From the Hebrew "Ya'akov" meaning "heel-grabber" or "supplanter", from "akev" (heel) — Jacob was born grasping his twin brother Esau's heel. In the Hebrew Bible, Jacob is the patriarch who wrestles with an angel all night and is renamed Israel ("one who struggles with God"), becoming the father of the twelve tribes and the defining ancestor of the Jewish people.

Yael

From the Hebrew "Ya'el" meaning ibex (a wild mountain goat), conveying the agility, sure-footedness, and wild strength of the mountain creature. In the Hebrew Bible, Yael is the Kenite woman who kills the Canaanite general Sisera by driving a tent peg through his head while he sleeps — celebrated alongside Deborah in the victory song of Judges 5 as a savior of Israel.

Malachi

From the Hebrew "Mal'akhi" meaning "my messenger" or "my angel", from "malak" (messenger, angel) — the same root as Arabic "malak". Malachi is the last of the Hebrew prophets in the canonical ordering of the Hebrew Bible, his name meaning that his book's message is the final divine message of the prophetic era before a long silence.

Judith

From the Hebrew "Yehudit" meaning "woman of Judea" or "Jewish woman", the feminine form of "Yehudah" (Judah) whose name derives from the root "y-d-h" meaning to praise or give thanks. In the Deuterocanonical Book of Judith, she is the Jewish widow who seduces and beheads the Assyrian general Holofernes to save her city — one of the Bible's most dramatically heroic women.

Eliezer

From the Hebrew "Eli'ezer" meaning "my God is help" or "God is my helper", compounded from "El" (God) and "ezer" (help).

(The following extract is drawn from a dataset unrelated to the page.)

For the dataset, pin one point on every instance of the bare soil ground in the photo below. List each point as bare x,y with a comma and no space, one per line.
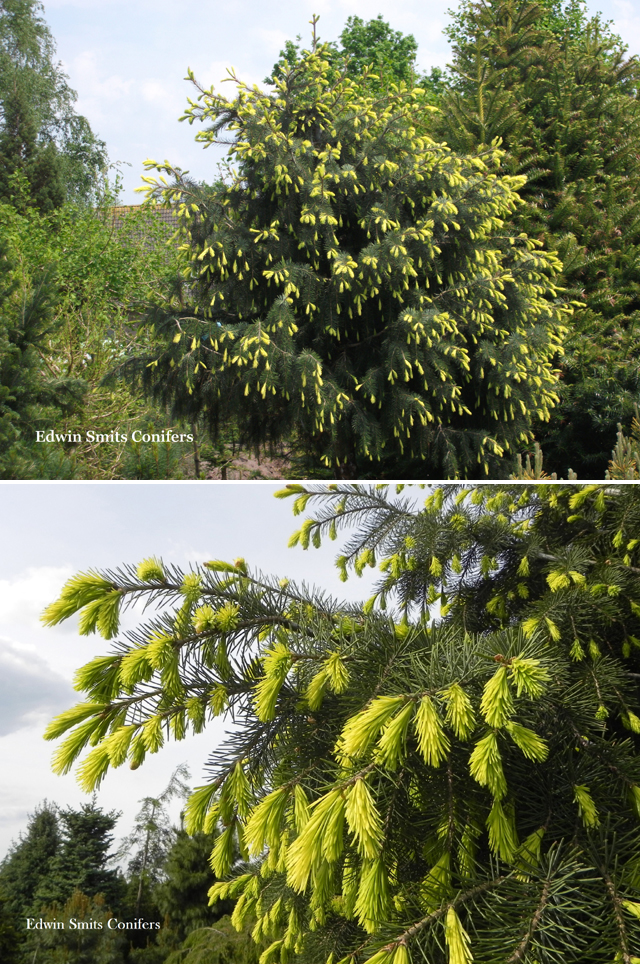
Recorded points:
246,466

In the Hebrew Bible, Eliezer of Damascus is Abraham's senior servant who is entrusted with the mission of finding a wife for Isaac — his careful, prayer-guided journey to Mesopotamia and his encounter with Rebekah at the well is one of scripture's most detailed narrative passages.

Samson

From the Hebrew "Shimshon" meaning "sun" or "of the sun", possibly derived from "shemesh" (sun) — the name may connect to the sun's strength and brilliance. In the Hebrew Bible, Samson is the judge of Israel whose supernatural strength, bound to his uncut hair, is betrayed by Delilah, leading to his capture, blinding, and final act of destructive sacrifice.